Depuis que je connais Annie Ernaux (par la seule lecture de ses textes, cela va sans dire, mais puisqu'elle a fait de sa vie la nourriture de ses romans e que j'en suis le lecteur attentif, je peux parler d'une véritable fréquentation quasi-personnelle), il me semble que le sexe et la recherche du plaisir ont tenu une grande place dans sa vie. D'emblée, elle nous parle de S. 35 ans, un homme marié, Russe, vaguement diplomate, apparatchik et peut-être membre du KGB, dont elle fut très éprise au point de ne rien écrire de création littéraire pendant tout le temps qu'a duré leur relation en pointillés à cause de la présence épisodique de l'épouse de S., hors mis la rédaction de son journal intime. C'est en effet à partir de ce document qu'elle va refaire le chemin à l'envers. Nous somme en 1988, elle a 48 Ans, elle est apparemment déjà divorcée, femme de Lettres, libre et mère de deux enfants. Sa rencontre avec S. est le prélude à une liaison torride pour elle mais qui est vécue par lui comme une passade sans lendemain et alors qu'elle recherche avec lui une véritable perfection dans la répétition de l'acte charnel, lui au contraire ne recherche que la jouissance, ne pense qu'à la baiser, elle, la femme de lettres, célèbre de surcroît … et à boire de la vodka ou du whisky ! C'est une situation d'autant plus cruelle pour elle qu'il ne l'aime pas et elle le sait (« je suis une parenthèse érotique dans sa vie, rien de plus »), qu'il la délaisse volontiers mais qu'elle l'attend quand même. Il semble apprécier seulement d être l'amant d'une femme plus vieille que lui, peut-être d'une Française, expérimentée dans l'art de faire l'amour et, qui plus est, est connue. A l'évidence et quelles que soient les marques de passion qu'elle pourra lui témoigner, il ne quittera pas sa femme pour elle, la préférant comme maîtresse que comme future épouse. Il me semble aussi qu'il y a aussi une ambiguïté dans l'attachement qu'elle a pour lui. Elle avoue que certes elle en est amoureuse mais corrige aussitôt cet aveu en ajoutant qu'elle est surtout fascinée par « l'âme russe », par l'URSS, comme elle l'est par la littérature slave, mais redoute d'être enceinte de lui. Elle souhaite aussi, parce que « la sexualité a toujours été une angoisse dans (sa) vie », maintenir seule cette liaison, « à bout de bras » avec cet homme, même si elle l'épuise, même si leur rupture est de plus en plus prévisible.
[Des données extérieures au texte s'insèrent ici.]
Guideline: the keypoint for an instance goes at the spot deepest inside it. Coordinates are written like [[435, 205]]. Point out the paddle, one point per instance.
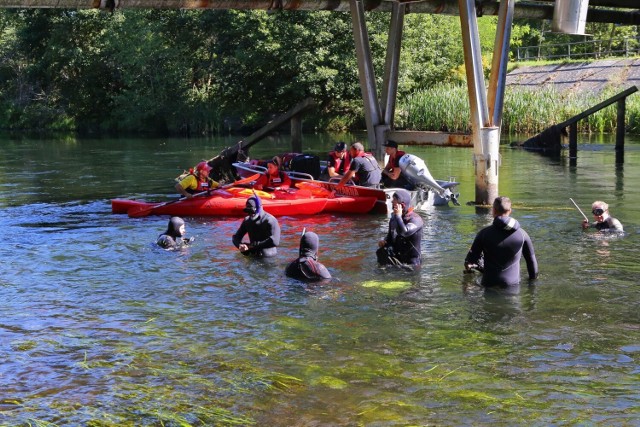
[[579, 210], [140, 211]]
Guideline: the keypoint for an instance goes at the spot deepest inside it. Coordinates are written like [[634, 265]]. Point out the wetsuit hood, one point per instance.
[[506, 223], [309, 243], [404, 197], [173, 229], [253, 206]]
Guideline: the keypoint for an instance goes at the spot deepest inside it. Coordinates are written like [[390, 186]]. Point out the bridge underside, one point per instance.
[[628, 12]]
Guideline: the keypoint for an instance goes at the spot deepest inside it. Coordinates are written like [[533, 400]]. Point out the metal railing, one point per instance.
[[591, 49]]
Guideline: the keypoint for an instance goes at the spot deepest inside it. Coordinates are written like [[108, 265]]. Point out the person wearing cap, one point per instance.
[[604, 221], [392, 174], [338, 161], [196, 181], [306, 267], [263, 230], [497, 249], [273, 179], [174, 238], [364, 168], [402, 245]]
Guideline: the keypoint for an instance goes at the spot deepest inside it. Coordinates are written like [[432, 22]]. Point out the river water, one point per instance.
[[100, 327]]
Elle nous confie, presque au jour le jour et sans omettre aucun détail ni aucune précision (le langage cru ne me gêne pas), ce qui pourrait être érotique mais qui à la longue devient lassant, ce besoin d'amour, cette passion qu'elle ressent pour lui cette histoire d'amours clandestines et qui lui rappelle ses précédentes liaisons. C'est un peu comme si S. rachetait par sa seule présence, même épisodique, toutes ses anciennes expériences décevantes, et ce malgré l'attente qu'il impose à Annie, le désir qu'il fait naître chez elle, malgré sa passion dévorante. L'attente chez elle est dévastatrice et s'apparente à la mort, pire peut-être, elle ne peut vivre sans écrire et cette espérance de lui annihile toute possibilité créatrice qui est le propre d'un écrivain. Est-ce que cette liaison avec un homme plus jeune qu'elle, signifie, même inconsciemment pour elle la peur de vieillir ? le temps qui passe, elle le voit pourtant dans son corps qui s'enlaidit et dans cette assemblée de femmes qu'est ce colloque d'auteures dont beaucoup sont plus jeunes (et plus belles) qu'elle, dont elle est jalouse et craint qu'il ne les croise et ainsi ne l'oublie pour l'un d'entre elles. Avec le temps sa confiance en lui s'émousse même au point qu'elle craint d'avoir une remplaçante ou pire, que S. à cause des frasques et des infidélités qu'elle lui prête ne lui transmette le sida. Quant au temps qu'elle passe avec lui, il file plus vite et, de ce fait, leurs rencontres, même passionnées, sont génératrices d'absence d'autant plus que, elle le sait, leurs rêves et leurs désirs sont différents et que la rupture laisse planer sur eux son ombre. Elle finit par se faire une raison, avec lui elle a perdu son temps.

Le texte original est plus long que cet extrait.